Temporal Memory Performance/Scaling Tricks

I’ve seen the performance and memory size questions popping up a few times.

One main cause is the TM footprint can grow quite a lot by multiplying column cell area x height x segments/cell x synapses per segment. (and x 8bytes per synapse which is discussed elsewhere)

Since every synapse needs to be checked for upstream activations, it means all memory is fed into CPU every timestep. That alone puts a very serious constraint on speed regardless on what computing optimisations are made. An 4GByte space can not be processed (read in to check for updates elsewhere) much faster than ~10 times/second.

While in neurons we can assume a time step at least an order of magnitude faster.
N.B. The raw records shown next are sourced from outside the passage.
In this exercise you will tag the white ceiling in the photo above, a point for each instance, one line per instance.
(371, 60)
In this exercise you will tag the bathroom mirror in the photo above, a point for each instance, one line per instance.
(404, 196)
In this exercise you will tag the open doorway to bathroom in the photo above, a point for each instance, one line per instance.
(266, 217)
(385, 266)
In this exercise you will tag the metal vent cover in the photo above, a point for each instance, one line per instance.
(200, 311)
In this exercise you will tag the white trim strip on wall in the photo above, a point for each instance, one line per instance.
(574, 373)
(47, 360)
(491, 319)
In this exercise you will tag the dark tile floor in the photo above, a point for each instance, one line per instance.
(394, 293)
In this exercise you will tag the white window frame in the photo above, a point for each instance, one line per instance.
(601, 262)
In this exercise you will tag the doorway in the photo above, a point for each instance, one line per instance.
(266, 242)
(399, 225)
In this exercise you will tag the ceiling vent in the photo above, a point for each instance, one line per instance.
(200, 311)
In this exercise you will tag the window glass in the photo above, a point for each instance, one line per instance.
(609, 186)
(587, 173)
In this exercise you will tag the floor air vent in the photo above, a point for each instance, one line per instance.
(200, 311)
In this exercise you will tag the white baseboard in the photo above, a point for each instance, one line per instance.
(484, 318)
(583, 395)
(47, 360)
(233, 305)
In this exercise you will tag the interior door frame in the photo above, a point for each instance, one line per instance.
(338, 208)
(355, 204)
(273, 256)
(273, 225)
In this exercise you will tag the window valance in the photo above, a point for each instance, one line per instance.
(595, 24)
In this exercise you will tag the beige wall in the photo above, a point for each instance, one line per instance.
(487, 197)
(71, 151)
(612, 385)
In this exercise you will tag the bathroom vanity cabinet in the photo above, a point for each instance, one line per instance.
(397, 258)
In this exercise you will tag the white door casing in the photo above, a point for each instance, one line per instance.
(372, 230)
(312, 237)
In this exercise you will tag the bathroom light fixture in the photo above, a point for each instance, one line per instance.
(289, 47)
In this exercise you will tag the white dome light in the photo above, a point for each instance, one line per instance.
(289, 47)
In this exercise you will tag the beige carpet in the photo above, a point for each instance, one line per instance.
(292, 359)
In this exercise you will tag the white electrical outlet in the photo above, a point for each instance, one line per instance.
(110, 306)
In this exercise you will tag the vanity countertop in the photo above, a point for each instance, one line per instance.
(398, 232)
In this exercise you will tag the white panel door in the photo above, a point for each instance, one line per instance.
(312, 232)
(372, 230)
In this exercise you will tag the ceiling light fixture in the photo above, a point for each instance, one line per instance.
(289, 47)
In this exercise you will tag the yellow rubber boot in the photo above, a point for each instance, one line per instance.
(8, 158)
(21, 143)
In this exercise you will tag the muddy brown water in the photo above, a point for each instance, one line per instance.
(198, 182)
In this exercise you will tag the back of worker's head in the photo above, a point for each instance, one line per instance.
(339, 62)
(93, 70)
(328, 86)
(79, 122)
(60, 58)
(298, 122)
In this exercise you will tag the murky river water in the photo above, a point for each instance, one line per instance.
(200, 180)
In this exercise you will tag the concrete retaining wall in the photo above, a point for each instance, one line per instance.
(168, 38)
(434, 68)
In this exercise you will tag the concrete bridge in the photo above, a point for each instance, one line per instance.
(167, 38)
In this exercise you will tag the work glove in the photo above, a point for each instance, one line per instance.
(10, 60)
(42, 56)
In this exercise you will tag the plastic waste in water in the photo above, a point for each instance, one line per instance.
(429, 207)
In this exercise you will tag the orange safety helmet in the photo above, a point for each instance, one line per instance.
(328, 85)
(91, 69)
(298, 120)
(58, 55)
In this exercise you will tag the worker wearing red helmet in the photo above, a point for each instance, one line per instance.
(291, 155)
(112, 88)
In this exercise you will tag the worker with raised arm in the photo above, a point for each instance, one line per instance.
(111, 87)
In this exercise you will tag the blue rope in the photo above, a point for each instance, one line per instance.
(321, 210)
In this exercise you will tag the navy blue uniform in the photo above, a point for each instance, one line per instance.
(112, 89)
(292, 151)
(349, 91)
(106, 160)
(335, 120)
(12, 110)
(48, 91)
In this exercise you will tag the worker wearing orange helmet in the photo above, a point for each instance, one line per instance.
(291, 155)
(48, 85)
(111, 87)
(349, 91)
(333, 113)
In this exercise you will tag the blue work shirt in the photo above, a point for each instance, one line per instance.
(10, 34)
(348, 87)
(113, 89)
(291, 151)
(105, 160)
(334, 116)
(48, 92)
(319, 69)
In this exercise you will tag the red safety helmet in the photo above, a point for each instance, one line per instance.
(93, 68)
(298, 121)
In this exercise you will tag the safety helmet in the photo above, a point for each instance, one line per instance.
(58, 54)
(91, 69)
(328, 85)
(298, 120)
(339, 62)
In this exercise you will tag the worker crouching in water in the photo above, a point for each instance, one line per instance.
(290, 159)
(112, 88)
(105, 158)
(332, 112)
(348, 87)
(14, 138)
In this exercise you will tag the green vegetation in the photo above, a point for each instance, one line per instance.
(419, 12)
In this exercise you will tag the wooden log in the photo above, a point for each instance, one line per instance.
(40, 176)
One trivial “solution” for scaling on e.g. 10 computers is to simply instantiate one TM memory on each one, all receiving the same input SDRs and summing their column predictions/activations in order to compute “global” output state.

While it could allow for spotting different pattern correlations on different machines (which is useful) it would also make them all converge into same … most obvious patterns that are easy to recognize. Which is bad because they become redundant in a great proportion which sabotages our scaling idea.


The trick I want to propose is supposed avoid redundancy by forcing each column in any instance of the temporary memory to make connections only with (cells from) a small subset of different other columns

Here-s an example
2000 columns
each column sees only input from a random subset of 400 other columns.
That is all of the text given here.